My Name Is Jack Mills by Juhana Leinonen

Most of the time I really enjoyed this game; at others, it drove me up the wall. On the good side: well written, interesting story and I found myself genuinely wanting to know what was going to happen next. On the bad side: guess the verb, guess the author’s mind and keep consulting the walkthrough because there’s no other way to progress.

I reached a standstill not long into the game after finding myself unable to get into a room via a window. Turned out I was using the wrong verb. When I tried SMASH and it didn’t work (I was told that violence wasn’t the answer to this one), I resorted to the walkthrough and was advised that instead I need to BREAK the window. Turns out violence was the answer after all. Not long after this, within half a dozen moves in fact, I ran into a standstill again. Sometimes examining items will reveal everything you need to know, other times you need to read them as well. After this, I found myself playing the game with the walkthrough open alongside it because it was a lot less frustrating that way. This pretty much meant that I didn’t enjoy the game as much as I might have done otherwise, but struggling with unhelpful guess the verb problems isn’t my idea of fun anyway.

Later on, I found myself unable to progress any further when someone got in the back seat of my car. I couldn’t speak to them, examine them or interact with them in any way. I also couldn’t drive away or get out of the car. The walkthrough clued me into the correct command but it’s hard to imagine people would have figured it out on their own. (As it happens, there’s another command you’ll probably try instead of the one listed in the walkthrough, but I didn’t discover this until after I’d already checked the walkthrough and exclaimed “And how the heck was I supposed to figure that out?”)

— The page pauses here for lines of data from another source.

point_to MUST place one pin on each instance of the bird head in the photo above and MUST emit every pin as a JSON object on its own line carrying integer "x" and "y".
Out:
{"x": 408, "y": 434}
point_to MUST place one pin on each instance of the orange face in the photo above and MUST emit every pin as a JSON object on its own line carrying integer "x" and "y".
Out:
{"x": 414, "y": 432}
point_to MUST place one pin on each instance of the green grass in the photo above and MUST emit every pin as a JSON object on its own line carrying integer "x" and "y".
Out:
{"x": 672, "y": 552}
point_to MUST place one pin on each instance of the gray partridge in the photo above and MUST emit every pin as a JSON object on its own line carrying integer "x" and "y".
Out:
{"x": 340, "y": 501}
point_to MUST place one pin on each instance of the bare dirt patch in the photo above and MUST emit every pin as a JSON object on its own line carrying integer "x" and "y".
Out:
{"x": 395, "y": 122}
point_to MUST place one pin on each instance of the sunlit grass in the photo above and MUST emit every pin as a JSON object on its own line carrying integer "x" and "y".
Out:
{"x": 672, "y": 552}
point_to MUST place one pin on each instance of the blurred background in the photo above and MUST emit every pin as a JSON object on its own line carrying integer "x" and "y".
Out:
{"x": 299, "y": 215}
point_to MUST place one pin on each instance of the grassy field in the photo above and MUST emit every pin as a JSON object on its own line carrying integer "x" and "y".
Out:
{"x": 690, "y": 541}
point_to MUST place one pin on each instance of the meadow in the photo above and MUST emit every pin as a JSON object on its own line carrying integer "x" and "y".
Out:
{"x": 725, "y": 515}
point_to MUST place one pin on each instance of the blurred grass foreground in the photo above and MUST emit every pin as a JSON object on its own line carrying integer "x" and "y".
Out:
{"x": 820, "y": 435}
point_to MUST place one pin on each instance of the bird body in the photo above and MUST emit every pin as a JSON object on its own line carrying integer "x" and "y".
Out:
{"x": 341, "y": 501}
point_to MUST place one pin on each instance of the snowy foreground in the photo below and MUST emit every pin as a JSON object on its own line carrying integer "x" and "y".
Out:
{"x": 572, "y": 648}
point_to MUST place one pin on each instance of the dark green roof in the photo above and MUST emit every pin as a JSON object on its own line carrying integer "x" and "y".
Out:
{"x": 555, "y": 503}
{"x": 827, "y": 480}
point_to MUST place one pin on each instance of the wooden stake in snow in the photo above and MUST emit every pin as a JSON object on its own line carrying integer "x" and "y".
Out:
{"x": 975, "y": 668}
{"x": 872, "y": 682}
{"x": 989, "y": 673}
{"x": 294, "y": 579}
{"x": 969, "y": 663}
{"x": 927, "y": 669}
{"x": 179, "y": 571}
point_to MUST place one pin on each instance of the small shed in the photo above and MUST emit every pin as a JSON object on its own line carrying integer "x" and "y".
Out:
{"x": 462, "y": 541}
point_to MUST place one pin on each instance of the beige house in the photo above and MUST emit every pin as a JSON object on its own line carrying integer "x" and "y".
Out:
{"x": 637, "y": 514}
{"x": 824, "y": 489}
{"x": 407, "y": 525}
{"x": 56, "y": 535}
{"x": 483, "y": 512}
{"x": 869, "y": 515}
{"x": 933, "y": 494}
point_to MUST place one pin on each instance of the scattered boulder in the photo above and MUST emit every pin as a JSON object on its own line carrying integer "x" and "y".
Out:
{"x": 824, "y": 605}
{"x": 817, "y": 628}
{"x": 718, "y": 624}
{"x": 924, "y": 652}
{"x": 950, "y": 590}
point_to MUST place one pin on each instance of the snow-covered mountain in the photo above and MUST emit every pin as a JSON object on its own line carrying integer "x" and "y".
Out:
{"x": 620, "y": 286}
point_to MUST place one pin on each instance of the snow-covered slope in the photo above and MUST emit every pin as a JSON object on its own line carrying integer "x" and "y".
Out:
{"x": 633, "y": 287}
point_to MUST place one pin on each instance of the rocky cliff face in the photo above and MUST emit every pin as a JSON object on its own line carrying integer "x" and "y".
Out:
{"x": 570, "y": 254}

The game switches from past to present tense quite often and without any apparent reason. I can’t say I really cared for it. Past tense certainly is more atmospheric, which in one way was good, but as it also made the rest of the game seem a little bland by comparison, it definitely had its downsides as well. The constant switching between perspectives was a little jarring, too.

For the most part, my character’s motivations in the game never really made much sense. The basic storyline is that a friend of yours has been arrested and you’ve gone down to the police station to speak to him about it. While there, he tells you that someone has stolen an item from him and asks you to get it back. Which you agree to do on the spot. This involves breaking and entering at one point, posing as someone else at another (in a meeting with a man who comes across as the kind of person who has ‘organised crime’ written all over him) and then off you go to photograph this someone and his girlfriend at the behest of his wife. All kinda dodgy and underhanded behaviour and I found it a bit hard to swallow that my character would just go along with it without some kind of better explanation being given than ‘helping a friend out’.

I’m tempted to knock a few points off here and there for the hassles I had with guess the verb and confusing commands, but when I finished the game (90% of the commands towards the end were entered directly from the walkthrough and no real attempt was made to ‘solve’ the puzzles in the proper way), I found that, problems aside, I’d actually enjoyed it. So the rating of 7 out of 10 stands.